Mais pourquoi Momix ? Pour au moins deux raisons. La première remonte au fameux troupeau : il s’agit d’un complément lacté que l’on donnait aux veaux. La seconde loin derrière, c’est que le terme accole « Mo » de Moses et « mix ». Aujourd’hui, Pendleton vit à la campagne, dans une immense ferme comptant 22 chambres, située dans le Connecticut. Avec sa femme Cynthia Quinn, il y travaille et accueille ses danseurs qui collaborent de près à la concrétisation de ses accessoires et spectacles.

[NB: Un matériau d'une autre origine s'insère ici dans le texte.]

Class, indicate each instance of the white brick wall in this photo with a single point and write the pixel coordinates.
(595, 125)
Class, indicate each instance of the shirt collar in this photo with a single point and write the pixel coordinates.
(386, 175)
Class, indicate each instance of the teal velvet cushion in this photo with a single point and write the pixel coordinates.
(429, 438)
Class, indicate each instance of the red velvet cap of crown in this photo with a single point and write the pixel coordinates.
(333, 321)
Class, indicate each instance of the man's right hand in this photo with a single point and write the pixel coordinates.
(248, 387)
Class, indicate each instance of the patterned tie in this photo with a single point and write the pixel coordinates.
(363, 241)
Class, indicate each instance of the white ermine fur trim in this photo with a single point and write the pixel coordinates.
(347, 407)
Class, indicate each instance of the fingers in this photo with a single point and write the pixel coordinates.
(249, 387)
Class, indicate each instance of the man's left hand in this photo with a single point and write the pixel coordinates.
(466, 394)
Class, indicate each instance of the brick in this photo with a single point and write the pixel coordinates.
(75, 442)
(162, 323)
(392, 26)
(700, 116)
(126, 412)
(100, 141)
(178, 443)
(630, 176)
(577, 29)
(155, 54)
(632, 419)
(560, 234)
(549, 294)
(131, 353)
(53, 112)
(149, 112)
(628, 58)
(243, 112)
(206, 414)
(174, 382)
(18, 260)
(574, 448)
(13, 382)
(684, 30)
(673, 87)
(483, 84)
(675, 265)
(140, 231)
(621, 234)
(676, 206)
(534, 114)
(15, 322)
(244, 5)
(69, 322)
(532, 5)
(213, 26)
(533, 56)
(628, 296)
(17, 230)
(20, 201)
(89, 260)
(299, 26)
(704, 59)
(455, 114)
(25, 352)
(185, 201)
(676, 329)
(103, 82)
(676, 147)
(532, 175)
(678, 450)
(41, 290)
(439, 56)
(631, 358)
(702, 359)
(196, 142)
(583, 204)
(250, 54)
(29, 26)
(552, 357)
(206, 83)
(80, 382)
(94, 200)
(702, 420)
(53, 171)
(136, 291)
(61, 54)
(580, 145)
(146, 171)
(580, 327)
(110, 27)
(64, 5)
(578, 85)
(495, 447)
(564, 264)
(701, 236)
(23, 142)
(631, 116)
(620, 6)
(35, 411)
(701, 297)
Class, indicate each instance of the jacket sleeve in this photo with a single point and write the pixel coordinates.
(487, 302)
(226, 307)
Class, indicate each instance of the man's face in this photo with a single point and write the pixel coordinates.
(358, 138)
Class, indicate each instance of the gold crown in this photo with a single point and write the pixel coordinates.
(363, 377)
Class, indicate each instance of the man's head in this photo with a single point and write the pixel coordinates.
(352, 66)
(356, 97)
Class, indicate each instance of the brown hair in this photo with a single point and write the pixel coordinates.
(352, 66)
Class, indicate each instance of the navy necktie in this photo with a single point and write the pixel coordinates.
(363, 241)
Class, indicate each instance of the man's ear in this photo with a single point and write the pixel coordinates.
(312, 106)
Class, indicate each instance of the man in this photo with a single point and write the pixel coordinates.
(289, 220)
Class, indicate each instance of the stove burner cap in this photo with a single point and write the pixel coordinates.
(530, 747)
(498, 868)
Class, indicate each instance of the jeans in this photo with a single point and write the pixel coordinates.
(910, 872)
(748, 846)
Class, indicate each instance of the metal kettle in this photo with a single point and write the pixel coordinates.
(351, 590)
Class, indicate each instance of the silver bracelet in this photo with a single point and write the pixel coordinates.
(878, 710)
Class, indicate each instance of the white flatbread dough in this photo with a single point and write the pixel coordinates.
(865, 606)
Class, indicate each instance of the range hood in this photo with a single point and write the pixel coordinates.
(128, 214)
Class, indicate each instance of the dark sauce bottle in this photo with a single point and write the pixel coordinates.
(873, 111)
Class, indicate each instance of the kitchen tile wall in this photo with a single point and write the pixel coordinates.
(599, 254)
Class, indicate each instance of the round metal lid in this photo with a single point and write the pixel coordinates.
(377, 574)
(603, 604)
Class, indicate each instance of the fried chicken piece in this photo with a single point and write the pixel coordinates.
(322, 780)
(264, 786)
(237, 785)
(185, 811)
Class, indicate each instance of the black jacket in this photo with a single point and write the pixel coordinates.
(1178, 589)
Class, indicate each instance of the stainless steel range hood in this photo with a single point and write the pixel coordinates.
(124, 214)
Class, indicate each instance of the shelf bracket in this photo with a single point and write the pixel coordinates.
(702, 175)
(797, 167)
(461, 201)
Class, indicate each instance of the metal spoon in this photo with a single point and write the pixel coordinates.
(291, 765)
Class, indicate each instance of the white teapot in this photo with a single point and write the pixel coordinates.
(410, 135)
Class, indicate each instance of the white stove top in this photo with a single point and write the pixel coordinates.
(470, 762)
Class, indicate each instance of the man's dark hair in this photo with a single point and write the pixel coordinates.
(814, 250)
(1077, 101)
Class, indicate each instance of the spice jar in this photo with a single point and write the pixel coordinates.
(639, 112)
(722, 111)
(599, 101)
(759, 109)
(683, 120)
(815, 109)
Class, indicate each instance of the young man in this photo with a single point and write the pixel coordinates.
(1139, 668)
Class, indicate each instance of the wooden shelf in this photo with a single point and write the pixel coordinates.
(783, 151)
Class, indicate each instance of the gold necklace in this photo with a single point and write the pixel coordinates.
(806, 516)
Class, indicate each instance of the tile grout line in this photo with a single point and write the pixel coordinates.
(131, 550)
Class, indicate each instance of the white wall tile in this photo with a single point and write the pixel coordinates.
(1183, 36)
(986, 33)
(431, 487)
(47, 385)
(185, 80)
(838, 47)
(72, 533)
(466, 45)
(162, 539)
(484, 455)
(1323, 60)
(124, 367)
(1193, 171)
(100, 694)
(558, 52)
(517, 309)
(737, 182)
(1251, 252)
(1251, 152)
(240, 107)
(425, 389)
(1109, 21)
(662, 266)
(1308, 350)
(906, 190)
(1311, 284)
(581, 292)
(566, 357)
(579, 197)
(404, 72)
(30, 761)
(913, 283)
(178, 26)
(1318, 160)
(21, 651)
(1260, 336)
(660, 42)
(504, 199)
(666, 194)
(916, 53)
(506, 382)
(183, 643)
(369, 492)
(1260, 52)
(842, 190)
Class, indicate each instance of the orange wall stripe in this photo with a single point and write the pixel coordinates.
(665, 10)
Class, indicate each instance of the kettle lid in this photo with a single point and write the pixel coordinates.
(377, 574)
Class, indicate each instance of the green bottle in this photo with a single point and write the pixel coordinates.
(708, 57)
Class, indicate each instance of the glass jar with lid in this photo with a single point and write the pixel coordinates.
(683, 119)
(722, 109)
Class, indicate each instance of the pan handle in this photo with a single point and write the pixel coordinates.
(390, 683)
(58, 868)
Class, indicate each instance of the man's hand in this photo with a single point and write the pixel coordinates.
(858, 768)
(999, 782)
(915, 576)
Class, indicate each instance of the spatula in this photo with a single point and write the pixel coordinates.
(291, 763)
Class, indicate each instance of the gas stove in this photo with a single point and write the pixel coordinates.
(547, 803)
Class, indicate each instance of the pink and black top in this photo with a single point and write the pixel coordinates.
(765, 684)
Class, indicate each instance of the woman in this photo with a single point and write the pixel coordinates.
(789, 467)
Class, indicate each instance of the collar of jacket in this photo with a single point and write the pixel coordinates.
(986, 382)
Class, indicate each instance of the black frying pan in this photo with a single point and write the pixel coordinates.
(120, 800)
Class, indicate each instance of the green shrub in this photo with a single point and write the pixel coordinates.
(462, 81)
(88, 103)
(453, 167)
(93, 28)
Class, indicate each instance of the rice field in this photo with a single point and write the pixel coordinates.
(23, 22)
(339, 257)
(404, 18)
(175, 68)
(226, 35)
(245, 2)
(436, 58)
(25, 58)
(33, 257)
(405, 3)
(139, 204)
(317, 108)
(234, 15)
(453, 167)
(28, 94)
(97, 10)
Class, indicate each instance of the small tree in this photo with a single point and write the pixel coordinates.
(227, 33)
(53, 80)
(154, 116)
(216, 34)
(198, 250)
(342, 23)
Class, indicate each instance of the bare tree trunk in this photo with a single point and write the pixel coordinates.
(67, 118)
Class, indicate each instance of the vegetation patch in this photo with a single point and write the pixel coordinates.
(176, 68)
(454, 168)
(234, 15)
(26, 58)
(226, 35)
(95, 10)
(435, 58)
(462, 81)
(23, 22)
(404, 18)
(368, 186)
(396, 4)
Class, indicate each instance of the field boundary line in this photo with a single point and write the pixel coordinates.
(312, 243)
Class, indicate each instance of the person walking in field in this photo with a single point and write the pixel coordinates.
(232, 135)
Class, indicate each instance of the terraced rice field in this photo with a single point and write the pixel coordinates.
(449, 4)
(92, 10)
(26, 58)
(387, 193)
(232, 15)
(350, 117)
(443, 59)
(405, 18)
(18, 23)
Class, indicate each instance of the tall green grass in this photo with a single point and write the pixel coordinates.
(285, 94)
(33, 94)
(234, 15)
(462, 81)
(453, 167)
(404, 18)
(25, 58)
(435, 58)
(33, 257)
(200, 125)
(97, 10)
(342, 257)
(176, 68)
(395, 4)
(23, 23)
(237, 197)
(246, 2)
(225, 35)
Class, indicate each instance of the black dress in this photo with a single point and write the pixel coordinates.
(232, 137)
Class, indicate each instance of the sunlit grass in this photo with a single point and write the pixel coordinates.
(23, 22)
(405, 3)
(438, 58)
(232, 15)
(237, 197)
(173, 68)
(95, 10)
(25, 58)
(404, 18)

Parallèlement à la présentation de Viva Momix Forever, à Paris, une seconde troupe attaque une tournée aux Etats-Unis à partir de janvier avec le spectacle Opus Cactus, consacré au sud-ouest américain et aux... cactus.
Viva Momix Forever, de Moses Pendleton. Jusqu’au 7 janvier, 20 h.Théâtre des Champs-Elysées, Paris. Tél.: 01 49 52 50 50. De 15 à 95 euros.